Harbage ("Sparrow from Stratford"), arguing that “[t]he Guy Earl of Warwick of 1661, is, I believe, a composition of ca. 1592-1593, cut for itinerant performance but otherwise little altered” (144), suggests that Day and Dekker “may well have reworked a piece written by Dekker at the beginning of his career” (149). He concludes that in the 1661 text we have the extant original (from the 1590s) and that the text registered in 1620 was a revision that has now been lost (149). Part of his conjecture about a 1590s Guy of Warwick play involves recognition of how it would relate to the repertories of companies at the Rose, including the "Huon of Bordeaux" play of 1593 and the "Godfrey of Boulogne, Parts 1 and 2" plays of c.1594 (144).
Bentley (JCS, 3.251) argues that "Probably two and perhaps three plays about Guy of Warwick are covered by the above items" - the Taylor reference, the Trundle licensing record, and the 1661 extant play.
Keenan discusses this performance record in the context of other inn performances, noting its anomalous character, both as a rare allusion to a Jacobean inn performance, and because the Earl of Derby's players tended to operate in the provinces, and this is ‘the only known record of his players acting in or on the outskirts of London’ after the year 1604 (438).
Taylor had just returned from his trip to Edinburgh and back, which he had undertaken to complete without spending any money. Capp suggests that Taylor himself selected Guy of Warwick for performance, as a jocular celebration of his own mock-heroic journey.

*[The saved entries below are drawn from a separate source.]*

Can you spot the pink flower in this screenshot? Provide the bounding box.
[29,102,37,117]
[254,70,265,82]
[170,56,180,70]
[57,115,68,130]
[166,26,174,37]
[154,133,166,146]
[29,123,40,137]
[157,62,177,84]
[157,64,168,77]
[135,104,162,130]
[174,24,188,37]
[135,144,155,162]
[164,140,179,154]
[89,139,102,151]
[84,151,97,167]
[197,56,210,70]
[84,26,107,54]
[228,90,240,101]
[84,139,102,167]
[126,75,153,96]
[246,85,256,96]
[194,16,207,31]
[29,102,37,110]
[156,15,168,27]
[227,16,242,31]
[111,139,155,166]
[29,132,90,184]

Steggle notes that Taylor had previously visited the inn on his outward journey on 14 July 1618, being accompanied there, as he seems to say, by the printer John Trundle and by two members of Prince Charles's Men, John Newton and Hugh Attwell. This would seem to chime both with the Trundle connection of the unprinted play, and with the ambiguous company attribution of the 1661 play.
For What It's Worth
One clear-cut example of Dekker and Day working as a writing team is provided by the lost tragedy Bellman of Paris. This was licensed on 30 July 1623, so five years later than the record under discussion here, but nonetheless it is striking that the company involved was Prince Charles's Men. See Bentley, JCS, 3.246.